Lucent's Bell Labs Releases Free Linux Software That Foils The Most Common Computer Security Attack

Date:
April 25, 2000
Source:
Bell Labs - Lucent Technologies
Summary:
Lucent Technologies' Bell Labs is releasing free Linux software that foils the most common form of computer security attack: buffer overflow.

MURRAY HILL, N.J. (April 20, 2000) -- Lucent Technologies' (NYSE: LU) Bell Labs announced today that it is releasing free Linux software that foils the most common form of computer security attack. Lucent's Libsafe software prevents electronic intruders from overflowing an application program's buffer memory to gain unauthorized access to a computer.

Buffer overflows have been the most common form of computer security vulnerability exploited by intruders for the past 10 years, according to a recent report published by the Oregon Graduate Institute of Science & Technology (OGI) and funded in part by the Defense Advanced Research Projects Agency (DARPA).

Linux distributors Red Hat, Inc., Linux-Mandrake, Turobolinux and Debian GNU/Linux are working with Bell Labs to incorporate Lucent Libsafe into their software releases. The Linux computer operating system contains an "open" source code that anyone is free to modify. Modeled on Bell Labs' Unix software, Linux has been gaining popularity for server and desktop computers over the last few years.

A buffer is a region of computer memory that application programs use to temporarily store information. Programs that write information to buffers without properly checking the size of the buffers are potentially vulnerable to security attacks. Such attacks cause an inordinately large amount of data to be written, overwriting the memory immediately following the buffer region. The overflow injects additional code into an application program and then hijacks control of that program to execute the injected code. Lucent's Libsafe software intercepts and monitors the use of vulnerable standard functions and prevents buffer overflow hijackings.

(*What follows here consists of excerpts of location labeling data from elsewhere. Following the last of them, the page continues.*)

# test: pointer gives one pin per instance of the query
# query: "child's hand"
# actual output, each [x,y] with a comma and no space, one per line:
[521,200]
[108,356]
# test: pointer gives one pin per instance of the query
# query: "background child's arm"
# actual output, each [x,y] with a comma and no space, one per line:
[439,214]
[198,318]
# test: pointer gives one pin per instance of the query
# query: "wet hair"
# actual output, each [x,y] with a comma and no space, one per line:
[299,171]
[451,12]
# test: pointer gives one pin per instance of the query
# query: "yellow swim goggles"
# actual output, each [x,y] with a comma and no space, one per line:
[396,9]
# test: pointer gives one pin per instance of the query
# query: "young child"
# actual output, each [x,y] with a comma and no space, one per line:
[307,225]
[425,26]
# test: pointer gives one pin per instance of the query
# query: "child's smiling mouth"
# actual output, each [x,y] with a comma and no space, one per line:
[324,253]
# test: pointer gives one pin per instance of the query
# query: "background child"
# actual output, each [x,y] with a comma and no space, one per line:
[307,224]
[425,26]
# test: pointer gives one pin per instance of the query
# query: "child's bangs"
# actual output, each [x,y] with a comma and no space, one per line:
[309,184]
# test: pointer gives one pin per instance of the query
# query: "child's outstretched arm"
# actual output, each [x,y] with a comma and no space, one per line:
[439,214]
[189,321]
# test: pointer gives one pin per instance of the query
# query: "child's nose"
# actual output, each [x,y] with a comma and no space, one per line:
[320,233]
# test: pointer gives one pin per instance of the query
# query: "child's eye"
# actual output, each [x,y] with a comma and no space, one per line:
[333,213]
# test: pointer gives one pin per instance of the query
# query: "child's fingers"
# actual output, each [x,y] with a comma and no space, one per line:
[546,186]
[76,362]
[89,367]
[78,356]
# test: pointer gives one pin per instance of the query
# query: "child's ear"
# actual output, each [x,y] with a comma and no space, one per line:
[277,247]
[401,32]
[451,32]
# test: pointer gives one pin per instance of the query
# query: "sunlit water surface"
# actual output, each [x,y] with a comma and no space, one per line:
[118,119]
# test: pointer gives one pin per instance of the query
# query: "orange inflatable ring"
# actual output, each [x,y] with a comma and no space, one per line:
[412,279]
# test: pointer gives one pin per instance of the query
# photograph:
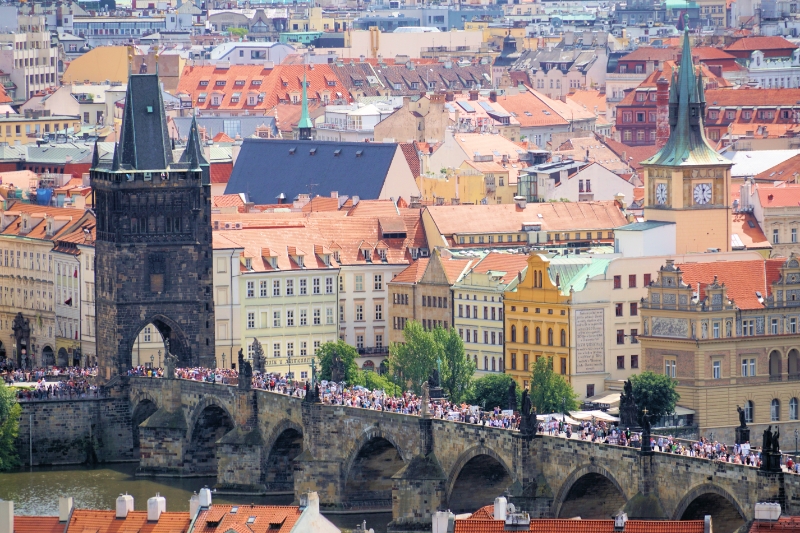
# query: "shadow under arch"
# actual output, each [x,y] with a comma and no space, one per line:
[607,491]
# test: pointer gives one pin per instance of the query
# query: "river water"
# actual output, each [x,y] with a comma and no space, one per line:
[36,492]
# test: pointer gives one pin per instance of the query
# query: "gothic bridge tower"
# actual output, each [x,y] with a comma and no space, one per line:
[153,248]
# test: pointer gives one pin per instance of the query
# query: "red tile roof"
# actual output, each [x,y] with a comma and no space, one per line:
[221,172]
[760,43]
[37,524]
[106,522]
[273,518]
[472,525]
[741,278]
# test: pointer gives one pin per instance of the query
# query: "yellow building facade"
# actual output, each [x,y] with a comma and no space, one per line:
[536,323]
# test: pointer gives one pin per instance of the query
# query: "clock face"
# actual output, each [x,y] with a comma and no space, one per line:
[661,193]
[702,193]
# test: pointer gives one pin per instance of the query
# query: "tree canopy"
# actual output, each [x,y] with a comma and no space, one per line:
[10,412]
[654,392]
[550,392]
[423,351]
[491,391]
[347,354]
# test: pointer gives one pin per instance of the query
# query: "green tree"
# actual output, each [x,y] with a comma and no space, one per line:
[492,390]
[654,392]
[456,369]
[413,361]
[10,412]
[550,392]
[347,354]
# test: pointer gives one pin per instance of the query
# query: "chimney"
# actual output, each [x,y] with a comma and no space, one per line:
[500,508]
[124,505]
[662,112]
[155,506]
[65,505]
[6,516]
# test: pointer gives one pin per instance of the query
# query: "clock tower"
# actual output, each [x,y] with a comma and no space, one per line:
[687,182]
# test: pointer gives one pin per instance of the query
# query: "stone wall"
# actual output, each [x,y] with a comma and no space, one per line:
[76,431]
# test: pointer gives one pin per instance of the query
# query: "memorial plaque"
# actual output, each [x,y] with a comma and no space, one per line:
[589,342]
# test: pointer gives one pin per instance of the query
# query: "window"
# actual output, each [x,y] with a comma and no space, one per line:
[670,368]
[748,411]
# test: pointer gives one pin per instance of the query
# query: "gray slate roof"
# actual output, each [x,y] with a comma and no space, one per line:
[265,168]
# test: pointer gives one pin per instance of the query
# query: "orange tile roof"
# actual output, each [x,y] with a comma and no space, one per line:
[760,43]
[413,273]
[472,525]
[531,109]
[784,195]
[37,524]
[785,171]
[273,518]
[505,218]
[106,522]
[741,278]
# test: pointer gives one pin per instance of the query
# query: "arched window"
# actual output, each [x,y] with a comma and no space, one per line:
[749,412]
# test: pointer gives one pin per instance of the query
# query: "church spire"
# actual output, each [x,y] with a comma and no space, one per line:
[304,126]
[687,144]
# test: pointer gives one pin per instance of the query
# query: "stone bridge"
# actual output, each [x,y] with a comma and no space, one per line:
[261,442]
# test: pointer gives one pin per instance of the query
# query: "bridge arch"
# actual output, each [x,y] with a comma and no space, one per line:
[284,443]
[478,476]
[597,492]
[727,514]
[143,407]
[210,421]
[370,465]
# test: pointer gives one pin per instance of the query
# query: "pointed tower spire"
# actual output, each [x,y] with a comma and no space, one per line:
[193,153]
[304,126]
[95,156]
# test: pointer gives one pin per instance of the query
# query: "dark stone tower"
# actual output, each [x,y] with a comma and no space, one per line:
[153,248]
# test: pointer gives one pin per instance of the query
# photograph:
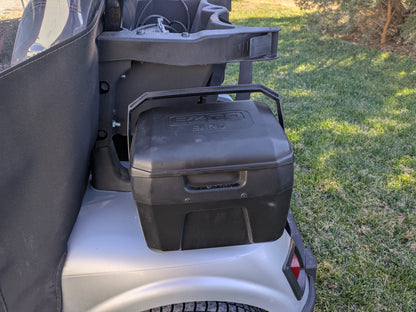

"Red Hat is pleased that Bell Labs is participating in the on-going development of the Linux platform," said Paul McNamara, VP of Business Development, Red Hat. "Innovations like Libsafe will continue to expand Linux' leading position as the preferred platform for internet infrastructure."

"In the current context where security has become a major concern, this innovation further improves the security of the Linux-Mandrake system and meets the expectations of today's users," said Jacques Le Marois, president of MandrakeSoft.

"TurboLinux is focused on delivering secure, Linux solutions to our customers in the enterprise," said Steve Quan, senior director of product marketing, TurboLinux. "Lucent Libsafe is an important step forward in securing Linux for the enterprise."

"Debian treats system security very seriously, and works hard to discover and eliminate security exposures in the free and open-source software we distribute; the Libsafe package adds additional protection against undiscovered exploits in poorly-designed programs, and is therefore beneficial to Debian GNU/Linux users," said David Coe, one of the developers of Debian Linux.

Libsafe does not require access to the source code of the application programs and protects all application programs running on a system. Bell Labs' tests indicate that Libsafe's effect on a computer's performance is negligible.

It is generally accepted that the best solution to buffer overflow attacks is to fix the original defects in programs. However, this requires knowing that a particular program is defective. Libsafe helps protect programs that are not yet known to be vulnerable.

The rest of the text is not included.